A more important example of something left over from those old days are the principles of "safe, sane and consensual" sex that have long been established in our community. These principles were developed decades before the expression "safe sex" was coined, and they are still relevant today.

Our community today is growing and changing; leather sexuality is out of the closet and onto the streets, reaching new players who come from diverse backgrounds and who have a new perspective on their queer sexuality, new ideas and new codes. The challenge facing our community is the need to change and adapt to make these new players welcome, to pass on those positive values but to discard the old habits and ways which are no longer relevant. It is these questions of identity and adaptability that we will be addressing tonight.

Each of us has a different perspective on those issues, and each of us will speak from that perspective. Later you’ll hear Melissa "whip-crack-away" Longwill speak about her experiences as someone who identifies as neither old-guard or new-guard; George "please sir, may I have another" Zafirou will address issues of queer sexuality and gender panic, and Lloyd "stop it! that tickles" Grosse will look at the specific challenges of the future and propose some action for our community to meet those challenges.
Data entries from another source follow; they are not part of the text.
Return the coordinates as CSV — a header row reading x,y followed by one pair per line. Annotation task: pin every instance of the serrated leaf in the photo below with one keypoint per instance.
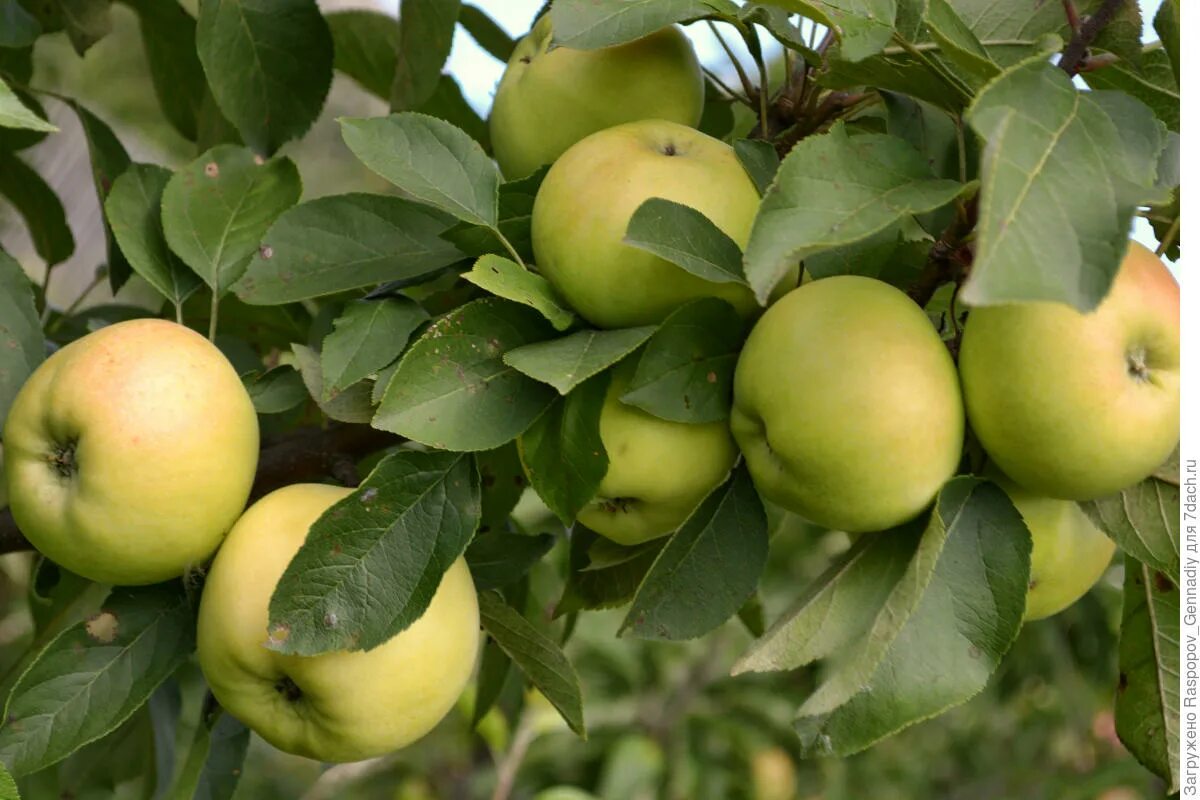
x,y
430,161
505,278
1038,238
216,210
535,655
591,24
1147,704
426,32
97,673
685,238
1144,521
269,62
563,452
708,569
834,190
22,347
367,337
685,374
454,391
346,241
567,362
397,534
I’ve been asked to speak here tonight as a member of the "new guard" but I have to say I never really considered myself part of either the new (or the old) guard before. I’m 33 years old, which doesn’t make me particularly young, and while I’m reasonably new to the leather scene, I’m not entirely green either.

I have a great deal of respect, and admiration for, the more established players in our community – they have a wealth of experience and ability that I can only hope to emulate. But I have little time for the internecine squabbles, the rigid formality and the cliquishness that I believe also characterise our community. I believe we should openly welcome difference, that there should be a place at our table for every player, whether they fit the established mould or not.

While leathersex is becoming more and more popular, being a member of the leather community is not. The image many outsiders have of us is that we’re a bunch of old men, fighting amongst ourselves for political advantage, making points of order and generally being dull. When I come up the stairs at the Barracks after a leather pride meeting, people say to me "How are the dinosaurs? What are they fighting over this week?" And these people are SM players, like you and me. They’ll all be at Inquisition next weekend, they wear leather, many of them have been on the scene for a long time. But they don’t see themselves as part of the leather community. And that’s a great pity.

Today’s leather community is no longer the homogenous entity it once was, with a strictly-defined membership and carefully codified rules. SM sexuality is now much more widespread: many of the boys on the dance floor of the Shift, and the girls on the dance floor of … wherever it is girls go to dance … are all practicing their own individual brands of leathersex. Some of the old guard here might dismiss these new players as mere dabblers, but they are players nonetheless and we must find a place for them and give them opportunities to develop the skills that will make them capable and responsible members of our community.

It is no longer acceptable for us to meet in private, to guard our knowledge and skills as if it were "secret leathermen’s business", or to exclude newcomers from our events. SM is part of the lives of young and old men and women from all walks of life; there are as many different approaches to it as there are players, and we can all learn from each other. It’s crucial to our survival as a community that we welcome these new players, and make ourselves relevant to them.

Regardless of whether we’re old guard or new guard, we’re all avant-garde. We’re sexual revolutionaries, pushing our own boundaries and those of the world in which we live.

And the first duty of the revolutionary is to survive.